Three somatic mutation assays were evaluated in men exposed to low-dose, whole-body, ionizing radiation. Blood samples were obtained between 1992 and 1999 from 625 Russian Chernobyl cleanup workers and 182 Russian controls. The assays were chromosome translocations in lymphocytes detected by FISH, hypoxanthine phosphoribosyltransferase (HPRT) mutant frequency in lymphocytes by cloning, and flow cytometic assay for glycophorin A (GPA) variant frequency of both deletion (N/Ø) and recombination (N/N) events detected in erythrocytes. Over 30 exposure and lifestyle covariates were available from questionnaires. Among the covariates evaluated, some increased (e.g. age, smoking) and others decreased (e.g. date of sample) biomarker responses at a magnitude comparable to Chernobyl exposure. When adjusted for covariates, exposure at Chernobyl was a statistically significant factor for translocation frequency (increase of 30%, 95% CI of 10%-53%, P = 0.002) and HPRT mutant frequency (increase of 41%, 95% CI of 19%-66%, P < 0.001), but not for either GPA assay. The estimated average dose for the cleanup workers based on the average increase in translocations was 9.5 cGy. Translocation analysis is the preferred biomarker for low-dose radiation dosimetry given its sensitivity, relatively few covariates, and dose-response data. Based on this estimated dose, the risk of exposure-related cancer is expected to be low.

Induction and decline of HPRT mutants and deletions following a low dose radiation exposure at Chernobyl.

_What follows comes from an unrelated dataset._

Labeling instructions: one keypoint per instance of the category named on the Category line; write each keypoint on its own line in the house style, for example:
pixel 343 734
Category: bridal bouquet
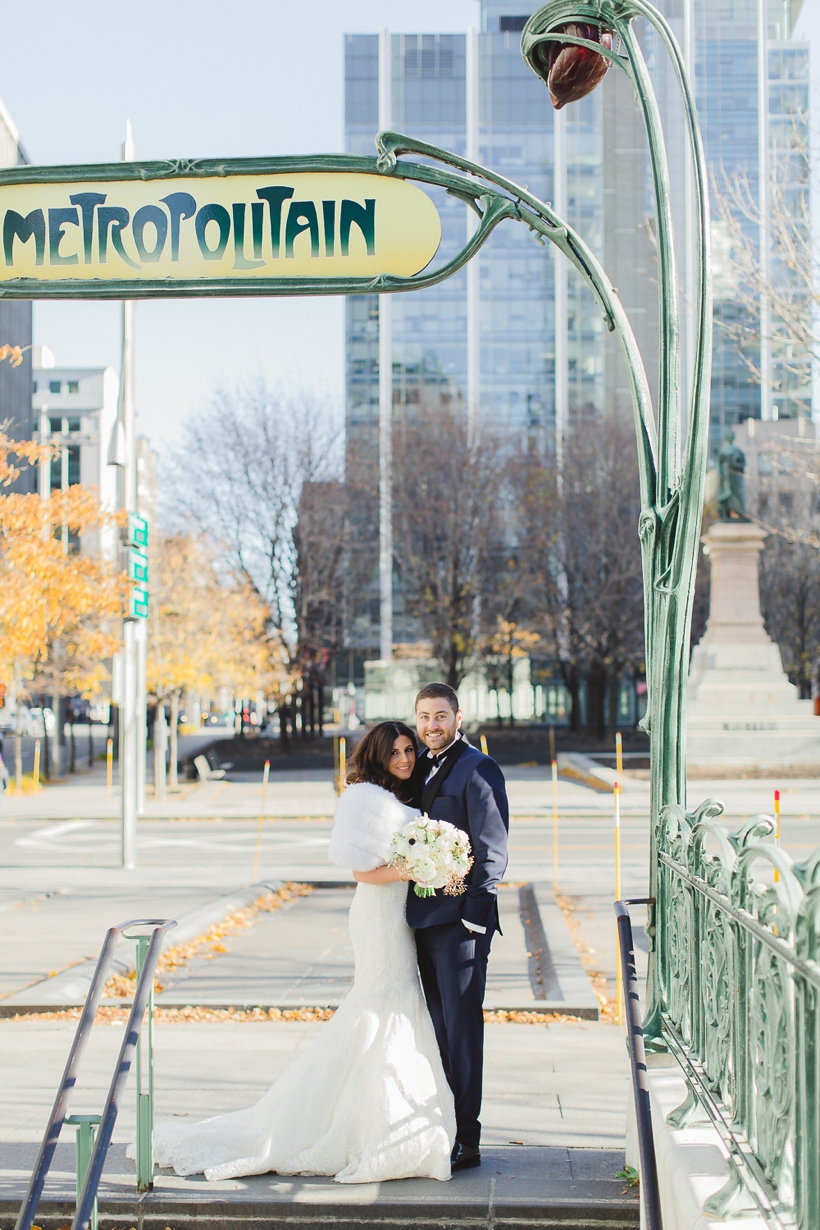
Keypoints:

This study was conducted to evaluate the ability of mutation in the hypoxanthine-phosphoribosyltransferase gene (HPRT) to detect radiation-induced mutation in lymphocytes of Russian Chernobyl Clean-up workers, particularly as a function of time after exposure. It is part of a multi-endpoint study comparing HPRT mutation with chromosome translocation and glycophorin A mutation [Radiat. Res. 148 (1997) 463], and extends an earlier report on HPRT [Mutat. Res. 431 (1999) 233] by including data from all 9 years of our study (versus the first 6 years) and analysis of deletion size. Blood samples were collected from 1991 to 1999. HPRT mutant frequency (MF) as determined by the cloning assay was elevated 16% in Clean-up workers (N=300, the entire group minus one outlier) compared to Russian Controls (N=124) when adjusted for age and smoking status (P=0.028). Since exposures occurred over a short relative to the long sampling period, the year of sampling corresponded roughly to the length of time since exposure (correlation coefficient=0.94). When date of blood sample was considered, Control MF was not time dependent. Clean-up worker MF was estimated to be 47% higher than Control MF in 1991 (P=0.004) and to decline 4.4% per year thereafter (P=0.03). A total of 1123 Control mutants and 2799 Clean-up worker mutants were analyzed for deletion type and size by PCR assay for retention of HPRT exons and flanking markers on the X chromosome. There was little difference between the overall deletion spectra of Clean-up workers and Controls. However, there was a decline in the average size of deletions of Clean-up workers as time after exposure at Chernobyl increased from 6 to 13 years (P< or =0.05). The results illustrate the sensitivity of HPRT somatic mutation as a biomarker for populations with low dose radiation exposure, and the dependence of this sensitivity on time elapsed since radiation exposure.